The only real defense which, to my knowledge, only exists in Chrome is the HSTS preload. I suppose I could have noted that I'd modify my browser to have it on the HSTS but that doesn't effect real world security either.
That said, I am extremely curious how you would defend against SSL stripping in the wild. This seems like a potentially devastating attack. None of the banks that I checked are on the preload and many don't seem to use HSTS at all. What defenses would you have considered sufficient so as not to consider this trivially exploitable by an SSL redirect vulnerability that effects almost the entire web?
Your argument above effectively reduces to: The web is insecure so you always lose and putting in a disclaimer to ban such attacks is weaselly. The SSL vulnerability is a huge problem but that doesn't mean understanding the security of the rest of the system is worthless.

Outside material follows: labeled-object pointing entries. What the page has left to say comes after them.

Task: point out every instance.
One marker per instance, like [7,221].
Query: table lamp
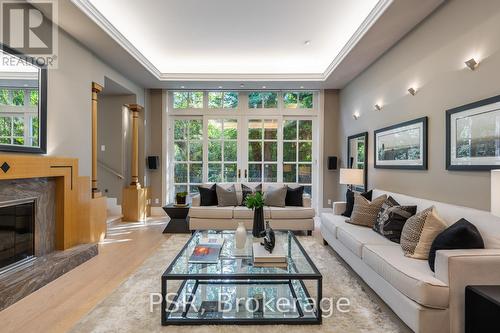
[495,192]
[352,177]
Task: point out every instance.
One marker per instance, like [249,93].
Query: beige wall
[432,57]
[330,145]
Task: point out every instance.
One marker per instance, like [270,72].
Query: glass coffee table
[235,292]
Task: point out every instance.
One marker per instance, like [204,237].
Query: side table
[179,219]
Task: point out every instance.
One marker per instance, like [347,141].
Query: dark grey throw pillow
[275,196]
[460,235]
[391,219]
[226,197]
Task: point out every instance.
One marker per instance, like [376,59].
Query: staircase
[114,210]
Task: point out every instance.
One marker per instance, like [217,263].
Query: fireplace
[17,232]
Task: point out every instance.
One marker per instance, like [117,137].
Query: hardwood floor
[59,305]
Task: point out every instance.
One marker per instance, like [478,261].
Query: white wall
[432,58]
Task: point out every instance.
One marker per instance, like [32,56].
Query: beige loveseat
[227,218]
[425,301]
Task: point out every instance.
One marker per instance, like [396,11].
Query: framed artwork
[402,146]
[357,156]
[473,136]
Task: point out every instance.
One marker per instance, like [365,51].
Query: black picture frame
[424,165]
[364,135]
[463,108]
[42,110]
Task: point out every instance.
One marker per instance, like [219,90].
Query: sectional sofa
[424,300]
[227,218]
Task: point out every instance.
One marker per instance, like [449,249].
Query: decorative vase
[258,221]
[240,236]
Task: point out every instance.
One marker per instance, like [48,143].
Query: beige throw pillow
[365,212]
[419,232]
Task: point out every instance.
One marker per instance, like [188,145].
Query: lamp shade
[495,192]
[352,176]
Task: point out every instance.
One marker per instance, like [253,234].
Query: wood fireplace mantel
[78,219]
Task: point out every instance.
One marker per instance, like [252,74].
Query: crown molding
[88,9]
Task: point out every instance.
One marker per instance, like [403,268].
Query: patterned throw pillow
[391,219]
[419,232]
[365,212]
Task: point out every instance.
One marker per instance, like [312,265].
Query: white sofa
[227,218]
[425,301]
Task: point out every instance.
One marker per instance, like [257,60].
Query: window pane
[215,99]
[270,100]
[214,172]
[270,173]
[305,151]
[306,100]
[289,173]
[230,99]
[290,130]
[289,152]
[196,99]
[254,100]
[270,129]
[195,130]
[305,171]
[231,129]
[215,151]
[305,130]
[230,151]
[180,173]
[270,151]
[180,100]
[290,100]
[180,148]
[230,172]
[195,173]
[255,129]
[214,129]
[255,151]
[254,172]
[196,151]
[180,129]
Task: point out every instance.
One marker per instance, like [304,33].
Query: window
[263,150]
[301,100]
[188,99]
[188,155]
[263,100]
[222,99]
[297,153]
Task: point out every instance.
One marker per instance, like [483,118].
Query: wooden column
[96,88]
[134,199]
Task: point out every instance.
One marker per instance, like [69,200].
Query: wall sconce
[472,64]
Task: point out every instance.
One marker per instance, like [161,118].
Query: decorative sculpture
[269,238]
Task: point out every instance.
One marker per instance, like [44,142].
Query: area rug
[127,309]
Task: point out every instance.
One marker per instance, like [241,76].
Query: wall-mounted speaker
[153,162]
[332,162]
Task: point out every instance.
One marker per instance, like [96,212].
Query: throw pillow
[275,196]
[419,232]
[226,196]
[208,195]
[365,212]
[349,199]
[460,235]
[246,190]
[294,196]
[391,219]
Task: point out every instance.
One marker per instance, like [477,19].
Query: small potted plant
[180,198]
[255,201]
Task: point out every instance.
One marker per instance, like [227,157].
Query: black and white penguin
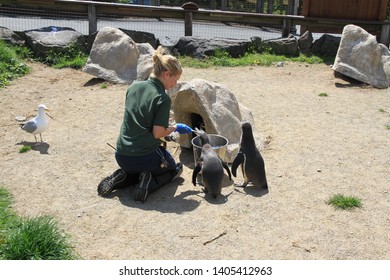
[211,167]
[250,159]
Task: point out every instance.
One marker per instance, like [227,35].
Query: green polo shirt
[146,104]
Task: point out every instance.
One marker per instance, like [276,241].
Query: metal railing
[93,12]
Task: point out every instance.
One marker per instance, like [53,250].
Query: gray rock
[53,38]
[305,42]
[115,57]
[362,58]
[216,107]
[326,45]
[10,37]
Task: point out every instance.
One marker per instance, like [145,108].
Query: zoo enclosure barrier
[92,13]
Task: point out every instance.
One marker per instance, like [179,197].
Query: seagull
[38,124]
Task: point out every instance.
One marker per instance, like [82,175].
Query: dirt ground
[318,146]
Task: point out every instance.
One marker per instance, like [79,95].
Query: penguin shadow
[221,199]
[252,190]
[94,82]
[162,200]
[41,147]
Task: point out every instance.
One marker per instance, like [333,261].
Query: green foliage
[7,217]
[72,57]
[11,65]
[344,202]
[25,149]
[36,238]
[251,58]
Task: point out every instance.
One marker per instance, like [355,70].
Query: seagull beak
[49,116]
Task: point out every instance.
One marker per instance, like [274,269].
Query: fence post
[188,9]
[286,28]
[385,34]
[259,6]
[223,5]
[92,18]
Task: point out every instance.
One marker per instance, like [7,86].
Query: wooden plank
[382,10]
[346,9]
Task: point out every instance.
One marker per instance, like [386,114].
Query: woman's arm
[160,131]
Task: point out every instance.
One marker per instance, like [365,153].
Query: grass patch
[25,149]
[72,57]
[11,63]
[38,238]
[223,59]
[344,202]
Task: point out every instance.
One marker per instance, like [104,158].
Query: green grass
[37,238]
[223,59]
[344,202]
[71,57]
[11,63]
[25,149]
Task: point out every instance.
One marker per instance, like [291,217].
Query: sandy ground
[319,146]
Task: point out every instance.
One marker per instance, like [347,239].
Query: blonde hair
[163,61]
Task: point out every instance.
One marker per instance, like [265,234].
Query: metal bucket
[218,142]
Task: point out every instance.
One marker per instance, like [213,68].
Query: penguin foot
[242,185]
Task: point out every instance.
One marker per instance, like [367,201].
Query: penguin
[250,159]
[211,167]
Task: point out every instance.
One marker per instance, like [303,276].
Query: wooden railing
[189,13]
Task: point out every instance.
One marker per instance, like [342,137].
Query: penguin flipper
[195,173]
[224,164]
[239,159]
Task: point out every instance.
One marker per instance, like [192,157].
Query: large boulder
[53,38]
[212,107]
[115,57]
[138,36]
[362,58]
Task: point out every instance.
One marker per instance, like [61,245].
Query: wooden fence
[189,13]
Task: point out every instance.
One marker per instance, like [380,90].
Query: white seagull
[38,124]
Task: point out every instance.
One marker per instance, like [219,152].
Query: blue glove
[183,128]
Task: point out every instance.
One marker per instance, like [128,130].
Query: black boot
[115,181]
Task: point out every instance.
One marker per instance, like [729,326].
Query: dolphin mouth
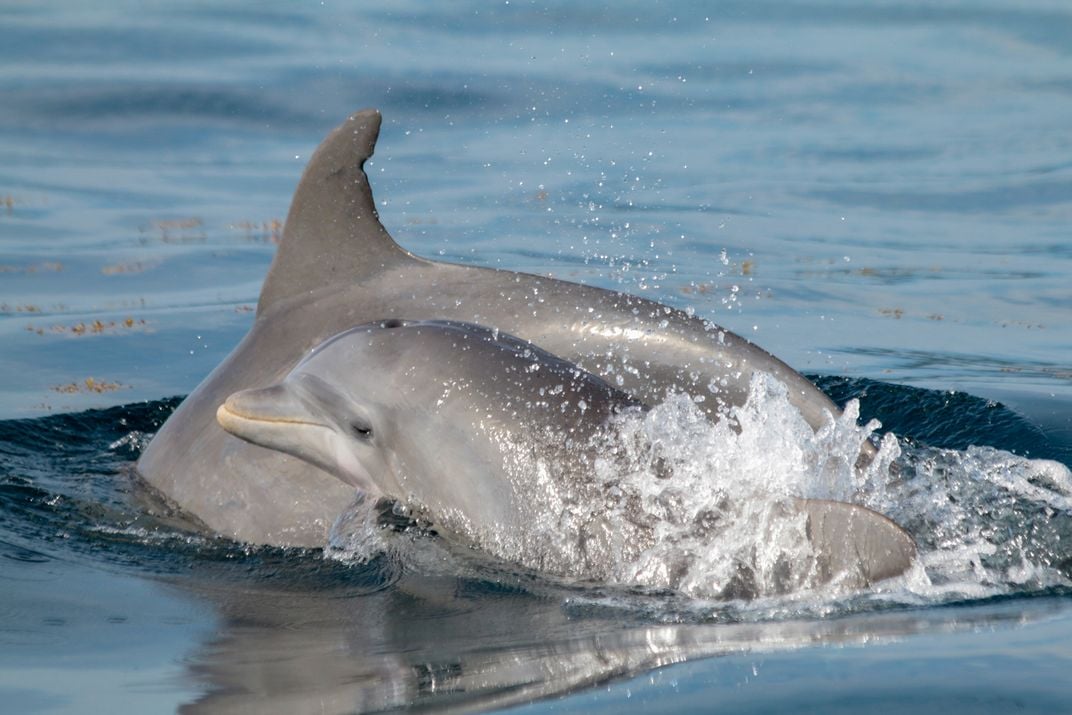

I never said I'd check the fingerprint of the certificate against my memory. Moxie used that retort against me after his attack produced a session that was obviously not over https. I explicitly denied that that was one of my criteria. That said, at least in chrome, appspot.com is pinned.
The irony is that this does show that SJCL provides a modest security increase over plaintext in the case of broken SSL. It requires a per-site attack to be constructed ahead of time vs. simply reviewing the plaintext for all sites after the fact and picking what's valuable.
Your key argument seems to be that naive developers might use JS crypto because of this. If they use it naively, I'm sorry for that. I'm also sorry if they exclude it naively because of other rhetoric. I hoped that this would generate more nuanced discussion that would cause them to be more aware of the risks if they chose to use it. Obviously that wasn't the case and nothing was learned about the various angles from this app could be exploited aside from the trivial one.
I truly appreciate your laying out your reasons above. I understand I struck a negative chord but am glad that we've been able to move into discussing the specific technical issues.
Since it's too late to edit, I'm posting here to correct my statement that Chrome is the only browser that supports HSTS preload; Firefox does as well.
Boy you need to calm down tptacek. Personal attacks on the OP based on a highly disputable claim (it's just a description of a possible attack that doesn't fulfill the original conditions in the first place) is a bit unseemly and makes you sound desperate to an extent.
Thanks. This is an attempt at doing three things:
1. Learning more about the security risks of JavaScript
2. Facilitating a more create and nuanced discussion of its pros and cons
3. Learning about interacting with HN
I failed at my second goal and while I've succeeded in the third it was in different way than anticipated.
I also to reiterate that this isn't some backhanded attempt at a product launch. I would have hoped that my statements, using an appspot domain, no design and limited functionality would have made that clear.